I'm having a heart attack, call my waiter.

These people really irritate my elitist gizzard.
posted by skallas at 3:08 AM on July 11, 2002


Kudos to semmi! What a great job of summarizing most of what I don't like about America today.
posted by Irontom at 6:45 AM on July 11, 2002


In defense of waiting as a profession, I have to chime in about Europe. If you go to a world-class restaurant such as Taillevent in Paris or Harry's Bar in Venice, one of the most important things is the service - to the point where waiters are highly respected people, and require a lot of training and experience.
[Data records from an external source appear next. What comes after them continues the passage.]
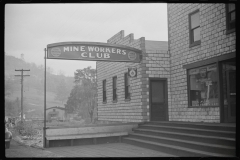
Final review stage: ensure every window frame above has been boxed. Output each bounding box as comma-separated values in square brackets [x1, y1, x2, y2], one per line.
[225, 3, 236, 34]
[103, 79, 107, 103]
[187, 62, 221, 108]
[188, 9, 201, 47]
[112, 76, 117, 102]
[124, 72, 131, 100]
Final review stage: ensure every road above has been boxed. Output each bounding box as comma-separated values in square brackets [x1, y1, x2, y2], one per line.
[5, 140, 62, 158]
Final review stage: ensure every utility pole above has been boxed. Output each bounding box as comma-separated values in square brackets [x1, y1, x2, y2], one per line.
[15, 69, 30, 122]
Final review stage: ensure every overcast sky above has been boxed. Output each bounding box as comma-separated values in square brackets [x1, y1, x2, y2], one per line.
[5, 3, 168, 76]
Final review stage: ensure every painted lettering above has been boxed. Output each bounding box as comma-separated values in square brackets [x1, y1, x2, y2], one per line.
[81, 52, 87, 57]
[81, 46, 85, 51]
[117, 49, 121, 54]
[73, 46, 79, 51]
[106, 48, 111, 53]
[95, 47, 99, 52]
[100, 47, 105, 52]
[104, 53, 110, 58]
[89, 52, 95, 58]
[63, 47, 69, 52]
[96, 53, 102, 58]
[88, 46, 94, 51]
[112, 48, 116, 53]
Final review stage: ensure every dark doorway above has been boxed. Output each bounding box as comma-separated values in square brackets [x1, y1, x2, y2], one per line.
[221, 59, 236, 123]
[149, 78, 168, 121]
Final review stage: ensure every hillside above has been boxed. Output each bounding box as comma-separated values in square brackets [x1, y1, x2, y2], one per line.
[4, 55, 74, 117]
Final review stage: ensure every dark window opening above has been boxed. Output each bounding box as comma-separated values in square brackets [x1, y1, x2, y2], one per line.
[124, 73, 131, 99]
[103, 80, 107, 102]
[226, 3, 236, 34]
[189, 10, 201, 47]
[113, 77, 117, 101]
[188, 63, 219, 107]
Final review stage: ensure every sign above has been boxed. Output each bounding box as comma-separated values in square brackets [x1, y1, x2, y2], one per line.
[47, 42, 142, 63]
[128, 68, 137, 78]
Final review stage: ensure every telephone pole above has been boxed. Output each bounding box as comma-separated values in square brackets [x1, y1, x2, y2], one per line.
[15, 69, 30, 122]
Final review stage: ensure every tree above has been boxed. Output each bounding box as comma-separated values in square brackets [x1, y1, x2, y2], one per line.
[65, 67, 97, 121]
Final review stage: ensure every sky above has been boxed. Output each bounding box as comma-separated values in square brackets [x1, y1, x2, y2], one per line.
[4, 3, 168, 76]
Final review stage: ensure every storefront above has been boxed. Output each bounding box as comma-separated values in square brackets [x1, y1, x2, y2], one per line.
[184, 53, 236, 123]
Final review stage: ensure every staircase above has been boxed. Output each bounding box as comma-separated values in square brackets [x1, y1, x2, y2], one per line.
[122, 121, 236, 157]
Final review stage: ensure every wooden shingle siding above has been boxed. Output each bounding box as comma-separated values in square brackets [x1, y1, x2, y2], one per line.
[168, 3, 236, 123]
[97, 31, 169, 122]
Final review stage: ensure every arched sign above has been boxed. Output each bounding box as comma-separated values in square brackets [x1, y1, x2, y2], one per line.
[47, 42, 142, 63]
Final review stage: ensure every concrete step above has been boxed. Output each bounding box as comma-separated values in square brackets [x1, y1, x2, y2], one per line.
[134, 128, 235, 146]
[122, 137, 233, 157]
[142, 121, 236, 132]
[134, 124, 236, 138]
[129, 133, 235, 156]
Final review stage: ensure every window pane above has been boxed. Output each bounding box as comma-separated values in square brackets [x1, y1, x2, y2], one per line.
[188, 64, 218, 106]
[191, 12, 199, 29]
[228, 4, 235, 12]
[193, 27, 200, 42]
[230, 12, 235, 21]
It is not uncommon to find a waiter who spends their whole life waiting tables, culminating in a job at one of the world's finest restaurants, and this is an achievement that many people respect.

Some of the qualities that a true waiter nees have been mentioned above, but one tidbit I noticed recently is that while dining at really good restaurants in Europe, it is not surprising to find that your waiter can speak upwards of 4, or 5 (and maybe more) languages. These waiters aren't doing it as a simple money job like people so often do around here.
posted by swank6 at 10:15 AM on July 11, 2002


(Currently a newbie waitress.) Of course, I'm screwed anyway, being a girl - I'll have to save up for that sex-change to reach the highest pinnacle in serving. =P


OK, I saw the smiley and I know you're joking, but... do you really believe that the sexism in the waiting industry runs that way? (I waited tables for 5 years.) I've been told "we don't hire men here". Attractive waitresses make several times what men do in tips. Sadly, I've seen some of the most talented waitresses I know outearned by a factor of 2-3x by some bimbo straight off the street who's built like a porn star.
posted by swell at 10:39 PM on July 11, 2002


When I read the story about the Galatoire's waiter controversy in this paper two Sundays ago, I was struck by three notions.

1) That my colleague Brett Anderson had told perhaps the most exotic and revealing story about New Orleans that I have read in 10 years; 2) that it was destined to become a national story and 3) that I could really go for some sauteed soft-shell crab.